А когда мне не дали характеристику в аспирантуру, встал вопрос о работе. Моя любимая Галя Кулешова работала в Высшей дипломатической школе, и как раз в конце августа там срочно понадобился преподаватель греческого языка. Я решил попытаться, неизвестно на что надеясь: на первом же серьезном собеседовании мне указали бы на дверь, и я это прекрасно понимал. Наглость, конечно, несусветная.

Мне опять повезло. В то время ВДШ была в натянутых отношениях и с ИМО, и с Военным институтом иностранных языков – поэтому нельзя было попросить, чтобы со мной побеседовали Рытова или Черствый. Но я, в конечном итоге, справился, хотя весь первый курс я шел на два-три урока впереди моих студентов. Это были два болгарина, лет на пять старше меня. При первой же встрече они сказали с искренней улыбкой: “Добре, че сте млад. Страхувахме се, че ще е някой стар хитър грък” (“Хорошо, что вы молодой, а то мы боялись, что это будет старый хитрый грек”). А потом пришли другие болгары, которые и без меня великолепно знали греческий (переводчики и дипломаты). Взяв этот язык в качестве основного, они просто хотели обеспечить себе спокойную жизнь – и вот с ними-то я научился новогреческому как следует. Так что через пару лет с новым преподавателем, настоящим греком, я общался почти на равных.

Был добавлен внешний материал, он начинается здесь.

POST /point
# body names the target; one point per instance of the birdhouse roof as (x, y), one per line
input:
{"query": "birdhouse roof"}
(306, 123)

А уже совсем через много лет я узнал, что Катина сетовала: “Был у меня студент Драгунский. Не хотел учиться. Едва на тройку вытягивал. Но меня вся кафедра умоляла: «Поставьте ему четверку! Он же никогда не будет заниматься новогреческим! Не надо портить парню диплом!» Я вздохнула и согласилась. А в сентябре – бац! Он преподает новогреческий в ВДШ! Просто слов нет!” У меня их тоже нет, простите меня, дорогая Катина.

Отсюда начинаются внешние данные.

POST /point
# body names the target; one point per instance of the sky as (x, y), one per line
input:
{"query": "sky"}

В восьмидесятых она вернулась в Грецию, а умерла в прошлом году.

Кошка бытия

Я часто бывал дома у Лены Ильенковой, она жила в старом “писательском” доме в Художественном (раньше и теперь – Камергерском) проезде. Там на стене мемориальные доски Светлова и Асеева. Познакомился с ее родителями – выдающимся философом Эвальдом Васильевичем Ильенковым и с его женой Ольгой Исмаиловной Салимовой, она была доктор педагогических наук. Лена говорила, что маму на самом деле зовут Кадрия Исмаил-кызы.

Как-то за столом она вспомнила про песни Окуджавы: “Жалко, гитары нет и никто не умеет петь”. Я ни с того ни с сего стал читать Окуджаву как стихи. Это, как ни странно, оказалось красиво и необычно. Ольга Исмаиловна потом – в застолье – несколько раз просила меня почитать Окуджаву. Кстати говоря, мы нередко собирались за столом и с ребятами, и с их родителями тоже.

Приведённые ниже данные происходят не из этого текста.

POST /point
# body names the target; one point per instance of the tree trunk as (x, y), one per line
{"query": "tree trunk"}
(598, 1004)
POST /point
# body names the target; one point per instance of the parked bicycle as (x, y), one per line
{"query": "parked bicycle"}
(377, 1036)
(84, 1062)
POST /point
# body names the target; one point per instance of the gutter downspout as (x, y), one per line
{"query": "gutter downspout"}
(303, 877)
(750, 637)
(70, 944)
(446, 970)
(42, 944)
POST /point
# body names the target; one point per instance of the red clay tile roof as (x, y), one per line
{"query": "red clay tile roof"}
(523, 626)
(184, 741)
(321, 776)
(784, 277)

С Эвальдом Васильевичем я разговаривал лишь мельком. Иногда думаю: поговорил бы с ним хоть один раз как следует – и готова еще одна главка в мемуарах. Отчего же только мельком? Из-за какой-то странной (но для меня ясной) робости. Мне было нечего ему сказать. Я ведь не журналист, пришедший за интервью, и не светский дурачок, коллекционер знаменитых знакомых (“Вчера весь вечер болтали с Ильенковым о Гегеле, Марксе, ну и вообще о жизни…”). Фу.

Эвальд Васильевич, кстати говоря, увлекался Вагнером – наверное, как исследователь немецкой классической философии. Не просто увлекался – у него дома были какие-то особенные записи вагнеровских опер и, главное – огромный уникальный ламповый усилитель, который он чуть ли не сам собрал (или какой-то радиотехник собрал под придирчивым присмотром хозяина). Лена рассказывала, что ее отец очень гордится этим устройством. Она говорила мне в ответ на мою робость: “Скажи, что ты слышал про этот усилитель, что я тебе похвасталась. Попроси послушать Вагнера. Похвали, как звучит. Особенно скажи, как хорошо басы звучат. А папа сам тебе что-нибудь интересное расскажет!” Но я мотал головой.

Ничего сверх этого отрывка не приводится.